Without usability testing, an experience designer is only making assumptions of what is valuable to users. The importance of testing designs with users is the most important step in user-centered design and doesn’t happen enough.

The core principal of user-centered design is meeting, if not exceeding, the expectations of the people that use the product you are designing. Designers that intend a product to be used, and interacted with by anyone but themselves, needs to base their design decisions off a solid foundation of user research and testing of the product with users.

I’ve lost count how many times I have seen, and unfortunately have been a part of, the design of products without talking with one user prior to designing or allowing one user to use to see if it was designed correctly prior to delivering.
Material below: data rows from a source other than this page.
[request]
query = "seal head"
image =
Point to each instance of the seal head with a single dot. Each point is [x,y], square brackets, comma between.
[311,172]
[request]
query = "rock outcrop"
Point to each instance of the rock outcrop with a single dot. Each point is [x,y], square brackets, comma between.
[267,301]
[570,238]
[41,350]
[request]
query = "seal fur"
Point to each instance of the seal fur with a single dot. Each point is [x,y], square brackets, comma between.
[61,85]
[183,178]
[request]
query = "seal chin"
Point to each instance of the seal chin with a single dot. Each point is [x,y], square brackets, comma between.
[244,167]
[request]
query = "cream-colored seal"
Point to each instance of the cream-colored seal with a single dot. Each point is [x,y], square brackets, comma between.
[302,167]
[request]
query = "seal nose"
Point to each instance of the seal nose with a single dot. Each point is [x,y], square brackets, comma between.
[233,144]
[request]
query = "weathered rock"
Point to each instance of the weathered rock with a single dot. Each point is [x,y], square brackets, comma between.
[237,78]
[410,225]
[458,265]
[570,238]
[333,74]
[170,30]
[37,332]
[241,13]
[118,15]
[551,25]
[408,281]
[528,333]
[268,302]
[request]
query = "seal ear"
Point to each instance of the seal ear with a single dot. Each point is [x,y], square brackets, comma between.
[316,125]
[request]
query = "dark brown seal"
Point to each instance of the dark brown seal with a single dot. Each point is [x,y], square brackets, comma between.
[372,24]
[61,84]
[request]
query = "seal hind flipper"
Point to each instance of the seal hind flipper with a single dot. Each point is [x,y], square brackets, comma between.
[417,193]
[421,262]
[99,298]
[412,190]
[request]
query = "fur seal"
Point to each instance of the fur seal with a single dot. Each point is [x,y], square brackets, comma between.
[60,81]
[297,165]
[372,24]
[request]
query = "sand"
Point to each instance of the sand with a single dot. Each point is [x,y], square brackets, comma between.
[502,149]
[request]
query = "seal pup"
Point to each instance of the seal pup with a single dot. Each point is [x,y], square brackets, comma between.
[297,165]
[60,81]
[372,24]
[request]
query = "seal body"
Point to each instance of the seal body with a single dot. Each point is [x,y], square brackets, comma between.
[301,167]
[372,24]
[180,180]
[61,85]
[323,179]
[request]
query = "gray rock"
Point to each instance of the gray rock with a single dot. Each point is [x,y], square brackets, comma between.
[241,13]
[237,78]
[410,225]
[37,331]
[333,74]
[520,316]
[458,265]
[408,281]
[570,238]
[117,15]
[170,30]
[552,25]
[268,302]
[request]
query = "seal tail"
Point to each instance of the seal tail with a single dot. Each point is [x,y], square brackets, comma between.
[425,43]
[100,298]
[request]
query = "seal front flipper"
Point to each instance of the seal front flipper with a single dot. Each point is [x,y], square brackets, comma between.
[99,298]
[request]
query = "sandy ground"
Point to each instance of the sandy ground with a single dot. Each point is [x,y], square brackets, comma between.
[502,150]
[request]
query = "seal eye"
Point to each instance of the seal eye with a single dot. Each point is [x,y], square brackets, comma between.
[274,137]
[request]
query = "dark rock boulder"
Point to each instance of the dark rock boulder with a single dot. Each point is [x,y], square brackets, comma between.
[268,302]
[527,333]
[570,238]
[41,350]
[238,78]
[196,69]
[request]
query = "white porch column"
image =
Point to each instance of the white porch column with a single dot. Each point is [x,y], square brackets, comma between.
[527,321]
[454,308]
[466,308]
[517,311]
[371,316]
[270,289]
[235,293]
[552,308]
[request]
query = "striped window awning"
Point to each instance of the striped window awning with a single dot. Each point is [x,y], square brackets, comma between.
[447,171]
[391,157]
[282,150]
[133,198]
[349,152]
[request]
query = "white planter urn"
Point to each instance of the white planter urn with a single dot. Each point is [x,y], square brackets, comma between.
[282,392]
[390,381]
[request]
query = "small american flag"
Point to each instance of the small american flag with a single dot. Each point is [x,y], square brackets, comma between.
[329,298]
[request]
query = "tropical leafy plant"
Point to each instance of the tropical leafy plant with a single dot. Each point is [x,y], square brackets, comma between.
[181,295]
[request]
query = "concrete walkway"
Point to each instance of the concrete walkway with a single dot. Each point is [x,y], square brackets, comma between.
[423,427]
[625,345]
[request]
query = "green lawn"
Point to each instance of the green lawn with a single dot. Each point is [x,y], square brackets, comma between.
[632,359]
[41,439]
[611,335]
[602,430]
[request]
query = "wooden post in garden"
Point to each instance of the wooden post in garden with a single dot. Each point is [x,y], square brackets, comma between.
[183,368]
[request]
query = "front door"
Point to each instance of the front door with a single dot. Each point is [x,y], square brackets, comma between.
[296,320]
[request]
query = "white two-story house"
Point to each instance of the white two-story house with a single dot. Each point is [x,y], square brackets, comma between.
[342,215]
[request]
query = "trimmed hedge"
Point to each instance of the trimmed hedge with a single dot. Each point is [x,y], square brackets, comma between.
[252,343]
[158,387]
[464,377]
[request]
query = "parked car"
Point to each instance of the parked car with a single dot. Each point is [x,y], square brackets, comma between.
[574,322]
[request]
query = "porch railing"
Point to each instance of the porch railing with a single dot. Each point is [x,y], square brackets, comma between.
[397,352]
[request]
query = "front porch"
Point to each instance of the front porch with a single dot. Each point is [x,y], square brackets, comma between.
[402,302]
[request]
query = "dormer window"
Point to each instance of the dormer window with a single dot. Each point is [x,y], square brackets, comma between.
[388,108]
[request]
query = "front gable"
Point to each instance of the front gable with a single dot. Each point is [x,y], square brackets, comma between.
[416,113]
Yes, I am ashamed of this.

I believe a lot of what happens in the name of user experience, is not user-centered at all and ultimately hurts the field in general.

I agree completely with Leisa Reichelt’s post “Why Most UX is Shite.” In it, she states:

“If you’re not an end user of the product (really), or your not regularly talking to or observing your end users to understand how to design for them, seriously consider holding your tongue rather than giving your opinion.”

Designing the visual communication, content delivery and interaction expectations of others cannot be met entirely by two designers sitting side by side debating what the best screen elements to implement. I have been fortunate enough to work with very talented and smart designers and some of the solutions we designed and tested actually worked out pretty well in testing. I consider those particular cases very rare and hopefully you do too.

Sitting with people in their cubical, watching them struggle with an interface that was never tested with users, is the most frustrating thing to watch someone go through. I find myself saying sorry for other’s mistakes.

Someone simply saying “thank you” for listening to what makes their job difficult is humbling. The satisfaction of watching someone’s life become instantly better just by what is proposed in a prototype, designed from the empathy gained through user research and contextual inquiries, is unsurpassed. This is why user experience designers love their job. Helping others lives become even slightly better. What a difference a button placement or additional checkbox makes.

If you create products for the use of others, please, for the sanity of the poor people waiting to use your product, talk to them before you make any design decisions and test early and often.